In 1990, Steve Jobs famously said that personal computers were "a bicyle for the mind". A deeply personal tool that could multiply the possibilities of its user, become a trusted partner, an extension of yourself.
I sit in front of a Mac all day and that's not how it feels.
My computer is immensely powerful. It can do a 1000 things at once. But I can’t.
I can't focus when I use it. It's like some invisible boss kicked me out of my office and forced me to work in an open floor plan.
I don't want to be notified, I don't need a tour of your new features, I don't want to be reminded to take a break, I want to feel at peace. Content, slow but steady.
The way I feel when I ride my bike.
Yet my computer feels indispensible. I panic at the mere thought of being deprived of it. And it’s so comfortable that I spend most of my time using it anyway, even when a much simpler tool would be enough.
I get angry and frustrated if anything slows me down. Without WiFi and the cloud, I am gasping for air. My hugely powerful Mac is suddenly useless when it's cut off from this huge, sprawling, wasteful infrastructure I have no control over.
That's not a bicycle.

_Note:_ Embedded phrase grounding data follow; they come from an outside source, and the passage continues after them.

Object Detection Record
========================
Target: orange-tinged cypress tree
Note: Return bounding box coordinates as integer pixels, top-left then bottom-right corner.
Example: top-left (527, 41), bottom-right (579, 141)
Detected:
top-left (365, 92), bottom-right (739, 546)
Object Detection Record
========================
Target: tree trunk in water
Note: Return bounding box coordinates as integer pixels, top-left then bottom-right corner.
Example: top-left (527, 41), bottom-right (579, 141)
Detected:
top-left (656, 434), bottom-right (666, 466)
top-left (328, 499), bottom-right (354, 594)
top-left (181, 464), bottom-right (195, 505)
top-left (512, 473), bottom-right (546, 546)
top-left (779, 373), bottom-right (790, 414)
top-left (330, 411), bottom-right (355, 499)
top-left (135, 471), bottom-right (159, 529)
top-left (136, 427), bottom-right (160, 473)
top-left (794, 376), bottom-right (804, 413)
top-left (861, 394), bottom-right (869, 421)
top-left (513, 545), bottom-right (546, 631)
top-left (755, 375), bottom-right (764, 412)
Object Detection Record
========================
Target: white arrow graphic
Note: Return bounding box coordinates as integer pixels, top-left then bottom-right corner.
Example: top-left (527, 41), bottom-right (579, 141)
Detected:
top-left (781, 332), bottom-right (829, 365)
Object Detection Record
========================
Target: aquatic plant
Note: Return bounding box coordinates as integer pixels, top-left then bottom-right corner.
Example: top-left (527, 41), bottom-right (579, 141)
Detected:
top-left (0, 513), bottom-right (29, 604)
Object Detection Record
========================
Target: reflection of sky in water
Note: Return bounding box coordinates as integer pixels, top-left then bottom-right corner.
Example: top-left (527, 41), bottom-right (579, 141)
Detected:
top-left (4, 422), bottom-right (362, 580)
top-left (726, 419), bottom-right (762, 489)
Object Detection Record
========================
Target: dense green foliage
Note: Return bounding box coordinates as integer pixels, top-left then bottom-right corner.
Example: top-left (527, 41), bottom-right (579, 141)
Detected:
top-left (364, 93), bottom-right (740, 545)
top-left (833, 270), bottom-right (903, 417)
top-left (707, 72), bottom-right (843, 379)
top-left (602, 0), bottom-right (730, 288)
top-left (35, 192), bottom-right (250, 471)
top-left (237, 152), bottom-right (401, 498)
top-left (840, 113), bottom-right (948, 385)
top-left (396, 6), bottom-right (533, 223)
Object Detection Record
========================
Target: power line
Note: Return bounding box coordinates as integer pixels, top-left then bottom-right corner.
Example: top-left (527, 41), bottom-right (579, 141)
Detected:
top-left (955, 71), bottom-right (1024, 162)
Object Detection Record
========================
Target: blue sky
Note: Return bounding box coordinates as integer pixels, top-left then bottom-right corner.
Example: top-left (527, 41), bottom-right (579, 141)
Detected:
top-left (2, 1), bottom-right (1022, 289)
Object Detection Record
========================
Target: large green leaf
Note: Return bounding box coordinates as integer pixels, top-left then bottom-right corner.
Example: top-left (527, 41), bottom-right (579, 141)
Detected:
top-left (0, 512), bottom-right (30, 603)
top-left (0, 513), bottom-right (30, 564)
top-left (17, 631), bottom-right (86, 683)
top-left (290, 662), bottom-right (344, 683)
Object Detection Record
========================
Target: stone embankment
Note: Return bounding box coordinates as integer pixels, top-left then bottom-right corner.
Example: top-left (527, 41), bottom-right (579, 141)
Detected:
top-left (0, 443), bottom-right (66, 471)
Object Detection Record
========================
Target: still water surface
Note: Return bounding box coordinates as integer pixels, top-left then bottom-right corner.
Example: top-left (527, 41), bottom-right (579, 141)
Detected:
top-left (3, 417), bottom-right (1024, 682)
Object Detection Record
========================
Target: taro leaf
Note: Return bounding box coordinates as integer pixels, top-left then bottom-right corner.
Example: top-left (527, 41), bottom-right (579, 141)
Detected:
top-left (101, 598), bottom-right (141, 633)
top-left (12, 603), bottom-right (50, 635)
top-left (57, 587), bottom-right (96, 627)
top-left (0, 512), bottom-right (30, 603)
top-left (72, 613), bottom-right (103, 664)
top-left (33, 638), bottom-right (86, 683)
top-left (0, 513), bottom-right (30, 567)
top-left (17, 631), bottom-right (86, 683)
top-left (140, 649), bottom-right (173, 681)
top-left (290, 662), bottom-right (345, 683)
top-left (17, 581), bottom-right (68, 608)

It's an SUV for the mind.
this is a bicycle
This is a Thinkpad X61s. It was released by Lenovo in 2007.
I had one when I was a student. The CPU got hot and the fan got loud, the screen sucked, battery life was poor. On the plus side it is cheap, small and durable, repairable and modular.
Now this is a bicycle.
What if, instead of buying an SUV, we could retrofit an old bike with a pedelec? What if we could chose our own kind of progress, comfort, focus without the constant advertisement and surveillance?